The US could have also worked to topple Syrian President Bashar Assad, but it decided to reconcile with his continuing massacre of Sunni Syrians, he said, and is sending a message of willingness to change its position on Hezbollah. These are all seen as signs of that “flip,” continued Bar.
Bar sees the ideology of Islamic State’s caliphate as an important historical change of course.
“On this background, the ideology of Islamic State and the caliphate are a watershed event,” he said adding, “No previous Islamic regime – no matter how radical,” such as al-Qaida and the Taliban – “dared declare itself a caliphate.”
“The very paradigm of the caliphate implies that there is only one form of Islam and the caliphate must purge the ‘Abode of Islam’ from all others – Shi’ites, Alawites – and subjugate all other religious communities – Christians and Jews – or eliminate them.”
“This chaos is now irreversible; there is no military or economic energy available to bring the disorder back into order,” argued Bar.
“Therefore, Israel and the West must be prepared to live through the age of chaos in the Middle East for at least a decade.”

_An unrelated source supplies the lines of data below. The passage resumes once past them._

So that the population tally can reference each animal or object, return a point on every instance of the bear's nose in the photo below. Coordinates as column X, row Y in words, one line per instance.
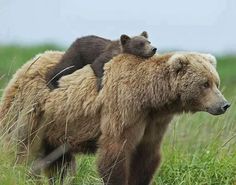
column 154, row 50
column 225, row 106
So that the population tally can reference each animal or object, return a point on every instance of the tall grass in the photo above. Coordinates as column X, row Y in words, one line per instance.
column 198, row 149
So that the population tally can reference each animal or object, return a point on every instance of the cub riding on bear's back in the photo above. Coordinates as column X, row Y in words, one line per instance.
column 97, row 51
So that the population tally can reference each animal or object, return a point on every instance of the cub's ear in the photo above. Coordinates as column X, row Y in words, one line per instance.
column 124, row 39
column 211, row 59
column 145, row 34
column 177, row 62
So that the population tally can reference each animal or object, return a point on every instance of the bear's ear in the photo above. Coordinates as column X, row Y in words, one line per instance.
column 211, row 59
column 178, row 62
column 124, row 39
column 144, row 34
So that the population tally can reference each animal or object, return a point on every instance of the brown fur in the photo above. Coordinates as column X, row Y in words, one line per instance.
column 97, row 51
column 128, row 117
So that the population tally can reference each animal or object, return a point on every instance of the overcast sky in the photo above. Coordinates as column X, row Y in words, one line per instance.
column 202, row 25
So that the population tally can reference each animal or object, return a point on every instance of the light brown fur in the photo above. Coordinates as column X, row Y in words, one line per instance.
column 129, row 116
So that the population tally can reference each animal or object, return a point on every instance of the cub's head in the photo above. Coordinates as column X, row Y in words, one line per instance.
column 197, row 83
column 138, row 45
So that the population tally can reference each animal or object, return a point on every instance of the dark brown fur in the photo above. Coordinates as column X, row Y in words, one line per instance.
column 97, row 51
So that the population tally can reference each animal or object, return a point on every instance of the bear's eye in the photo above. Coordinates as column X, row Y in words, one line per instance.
column 206, row 85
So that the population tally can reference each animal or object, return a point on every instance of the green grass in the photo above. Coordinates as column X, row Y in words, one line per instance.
column 198, row 149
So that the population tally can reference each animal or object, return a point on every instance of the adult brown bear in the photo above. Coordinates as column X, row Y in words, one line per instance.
column 128, row 117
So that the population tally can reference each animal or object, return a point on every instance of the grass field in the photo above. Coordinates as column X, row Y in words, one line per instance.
column 198, row 149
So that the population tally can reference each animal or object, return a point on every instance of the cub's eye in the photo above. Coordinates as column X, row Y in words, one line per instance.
column 206, row 85
column 141, row 44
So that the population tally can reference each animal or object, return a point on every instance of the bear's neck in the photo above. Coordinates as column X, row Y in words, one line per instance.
column 160, row 86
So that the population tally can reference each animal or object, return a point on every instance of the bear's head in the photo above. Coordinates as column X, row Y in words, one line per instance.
column 197, row 82
column 138, row 45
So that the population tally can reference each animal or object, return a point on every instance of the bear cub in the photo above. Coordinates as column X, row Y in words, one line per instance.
column 97, row 51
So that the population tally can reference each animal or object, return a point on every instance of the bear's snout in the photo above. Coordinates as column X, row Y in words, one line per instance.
column 219, row 109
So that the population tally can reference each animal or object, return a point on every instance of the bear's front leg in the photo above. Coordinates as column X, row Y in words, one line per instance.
column 114, row 155
column 146, row 158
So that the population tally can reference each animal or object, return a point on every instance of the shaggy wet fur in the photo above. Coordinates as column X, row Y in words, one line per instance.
column 126, row 120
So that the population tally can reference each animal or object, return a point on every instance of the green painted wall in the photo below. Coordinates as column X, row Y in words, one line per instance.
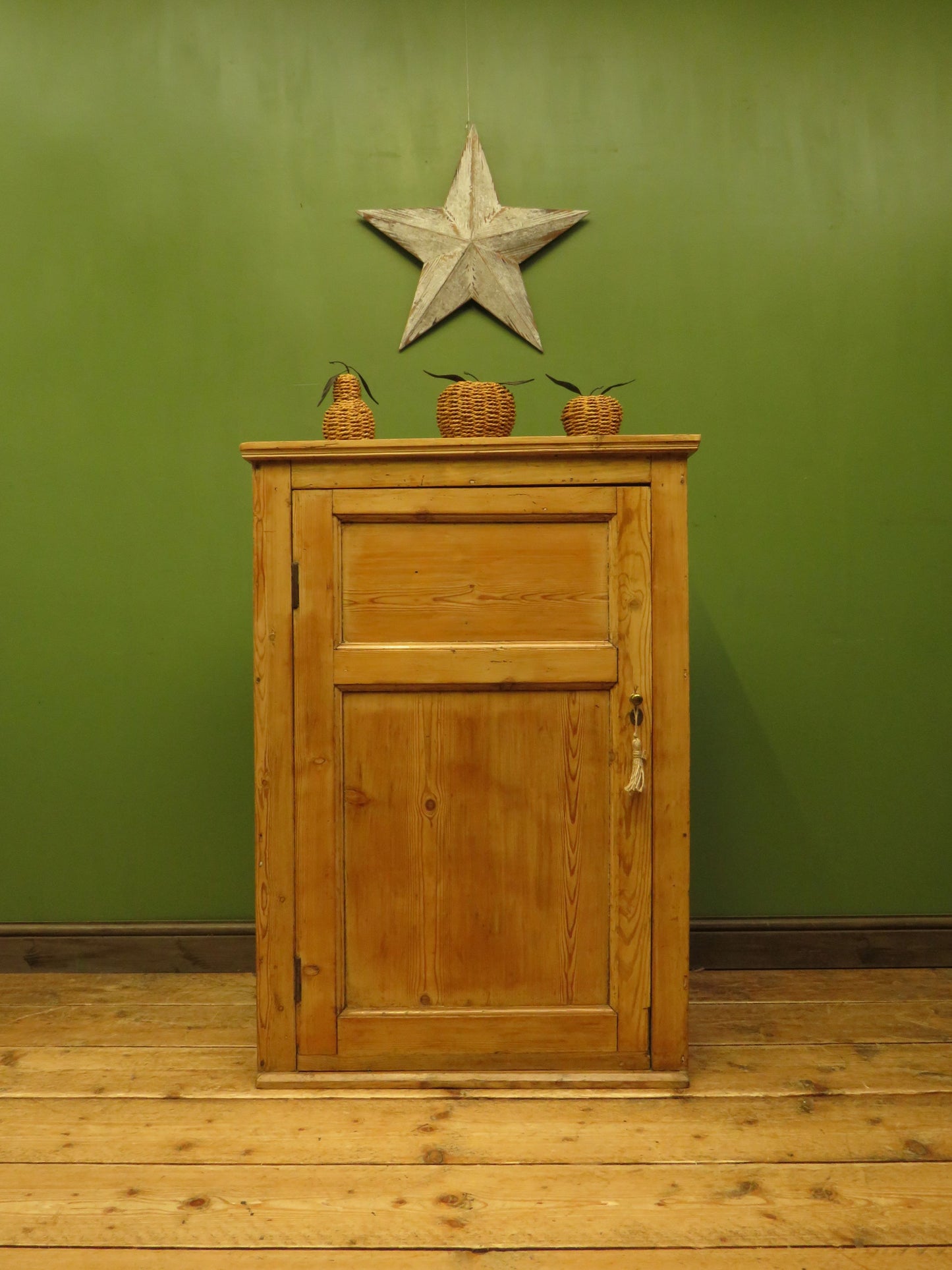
column 770, row 250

David Andrew Weinberg, a specialist on Gulf affairs and a senior fellow at the Foundation for Defense of Democracies, said by going to war in Yemen, Saudi Arabia has let the sectarian genie out of the bottle again.
The war has “undoubtedly had a significant sectarian dimension to it, one the Saudis have nurtured over the years and now are forced to confront,” he said.

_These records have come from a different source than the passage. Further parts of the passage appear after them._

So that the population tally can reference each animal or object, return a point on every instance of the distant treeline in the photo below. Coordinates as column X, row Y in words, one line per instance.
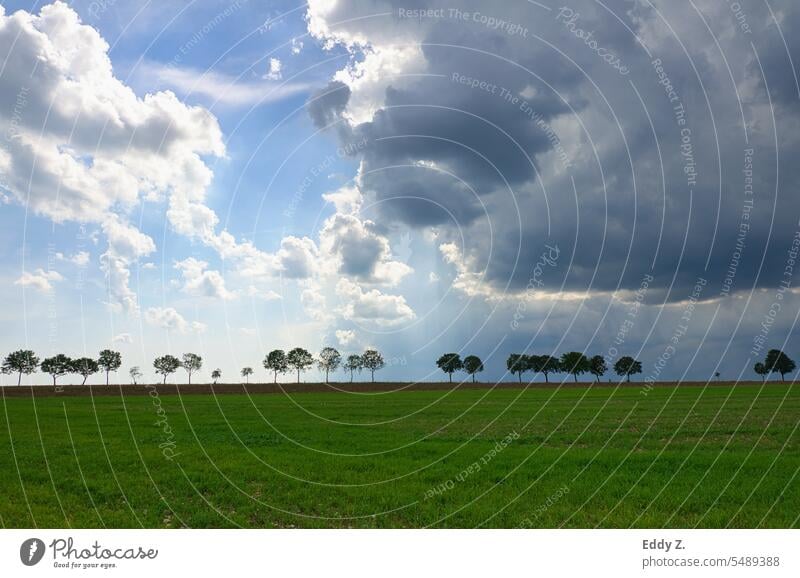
column 277, row 361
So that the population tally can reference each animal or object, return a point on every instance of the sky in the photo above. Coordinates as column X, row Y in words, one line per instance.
column 228, row 178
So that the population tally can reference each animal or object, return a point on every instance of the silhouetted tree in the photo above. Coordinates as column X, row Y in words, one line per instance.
column 549, row 364
column 166, row 365
column 372, row 360
column 57, row 366
column 534, row 363
column 517, row 363
column 354, row 363
column 627, row 366
column 22, row 361
column 191, row 362
column 574, row 362
column 761, row 370
column 450, row 363
column 598, row 367
column 246, row 373
column 109, row 361
column 84, row 366
column 777, row 361
column 276, row 362
column 329, row 360
column 300, row 360
column 473, row 365
column 135, row 373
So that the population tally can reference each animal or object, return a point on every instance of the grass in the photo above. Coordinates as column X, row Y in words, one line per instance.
column 721, row 456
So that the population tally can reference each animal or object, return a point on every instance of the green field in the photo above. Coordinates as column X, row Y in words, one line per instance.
column 717, row 456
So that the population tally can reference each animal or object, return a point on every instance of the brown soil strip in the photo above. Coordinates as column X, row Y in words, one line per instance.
column 291, row 388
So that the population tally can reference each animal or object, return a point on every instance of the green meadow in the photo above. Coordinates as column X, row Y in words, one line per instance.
column 711, row 457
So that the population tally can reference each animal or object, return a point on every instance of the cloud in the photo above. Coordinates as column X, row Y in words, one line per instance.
column 359, row 251
column 345, row 337
column 372, row 307
column 515, row 143
column 168, row 318
column 79, row 259
column 274, row 72
column 82, row 146
column 266, row 295
column 200, row 282
column 226, row 90
column 40, row 280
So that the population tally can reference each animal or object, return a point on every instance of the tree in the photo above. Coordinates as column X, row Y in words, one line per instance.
column 246, row 373
column 372, row 360
column 598, row 367
column 191, row 362
column 627, row 366
column 450, row 363
column 778, row 362
column 135, row 373
column 109, row 361
column 299, row 359
column 276, row 362
column 22, row 361
column 761, row 370
column 473, row 365
column 353, row 364
column 517, row 363
column 84, row 366
column 329, row 360
column 534, row 363
column 549, row 364
column 574, row 362
column 57, row 366
column 166, row 365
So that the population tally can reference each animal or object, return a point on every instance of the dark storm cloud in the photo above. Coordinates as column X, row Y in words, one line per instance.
column 657, row 154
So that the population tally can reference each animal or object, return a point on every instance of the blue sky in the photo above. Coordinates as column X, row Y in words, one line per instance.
column 257, row 175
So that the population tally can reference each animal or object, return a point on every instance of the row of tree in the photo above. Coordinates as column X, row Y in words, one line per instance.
column 573, row 362
column 278, row 362
column 25, row 362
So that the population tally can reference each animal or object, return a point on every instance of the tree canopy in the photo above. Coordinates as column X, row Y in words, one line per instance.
column 450, row 363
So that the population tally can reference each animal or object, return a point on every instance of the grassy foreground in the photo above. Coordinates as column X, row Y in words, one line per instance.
column 721, row 456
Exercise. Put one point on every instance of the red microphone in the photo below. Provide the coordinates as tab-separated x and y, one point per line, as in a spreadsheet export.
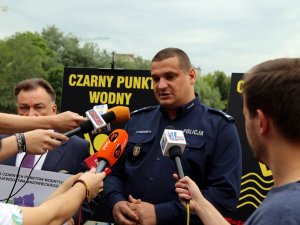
112	149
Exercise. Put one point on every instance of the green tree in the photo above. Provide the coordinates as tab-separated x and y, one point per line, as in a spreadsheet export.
209	95
219	81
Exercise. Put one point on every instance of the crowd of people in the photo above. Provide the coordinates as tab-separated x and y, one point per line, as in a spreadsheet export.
142	188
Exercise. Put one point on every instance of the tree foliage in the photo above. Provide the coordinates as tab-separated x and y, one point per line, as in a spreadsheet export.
26	55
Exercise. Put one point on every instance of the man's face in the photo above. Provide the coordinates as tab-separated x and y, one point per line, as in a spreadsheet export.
252	132
36	102
172	86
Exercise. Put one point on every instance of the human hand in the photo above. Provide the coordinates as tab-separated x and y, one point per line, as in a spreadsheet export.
66	185
187	189
39	141
144	210
66	121
123	215
94	181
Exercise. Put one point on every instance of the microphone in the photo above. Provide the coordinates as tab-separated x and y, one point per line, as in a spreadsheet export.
117	114
112	149
172	144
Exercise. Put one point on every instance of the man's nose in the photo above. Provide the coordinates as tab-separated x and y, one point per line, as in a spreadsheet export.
32	112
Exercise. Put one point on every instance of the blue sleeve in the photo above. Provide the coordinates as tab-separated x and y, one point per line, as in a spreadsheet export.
173	213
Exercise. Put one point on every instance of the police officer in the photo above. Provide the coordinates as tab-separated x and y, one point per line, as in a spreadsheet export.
141	189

“Of course, Saudi officials claim that their participation in the operation has nothing to do with sectarianism, but while Saudi forces are busy bombing in the vast majority of Yemeni provinces, they have turned a blind eye as al-Qaida’s most dangerous branch has seized a major port city, perpetrated a mass jail break, captured military facilities, stolen millions in bank assets, and installed a puppet political leadership – exactly the sorts of things the Houthis were doing.”
Weinberg notes that the rhetoric inside Saudi Arabia about the operation also “fits the logic of sectarian hatred.”
Clerics such as Mohammed Arefe, Abdulaziz Fawzan, Omar al-Nasser, Saad al-Ateeq and others, who might not see eye to eye on various issues with the government, have nonetheless received perks and protection.
These clerics “have been inciting against the Houthis and other Shi’ites, calling them Safavids, rejectionists, or even rats.”
“A royally-appointed member of the Saudi Human Rights Commission’s board even warned Saudi employers this past year to avoid hiring Houthi infiltrators and their like – evidently a reference to Yemenis as a whole, who play a major role as migrant workers in the Saudi economy – lest they poison your coffee with filth and enchantments,” he said.
“And it’s not just religious leaders inciting against Shi’ites – for instance, the Sunni governor of Saudi Arabia’s Shi’ite heavy eastern province referred this month to Shi’ite instigators as descendants of Abdullah Ibn Saba, an apocryphal and derogatory figure used by Sunnis to blame the divergence of Shi’ite and Sunni Islam on the teachings of a Shi’ite convert from Judaism.”
Saudi Arabia has a history of allowing hateful rhetoric to flow whenever there are tensions with Iran. So despite the fact that the Saudis are officially at war with Islamic State in the US-led coalition, Saudi extremists at home are allowed to mouth off against Shi’ites.
This behavior also “encourages the sort of sectarianism that feeds recruitment and mobilization by Sunni terror groups that threaten the royal family,” said Weinberg.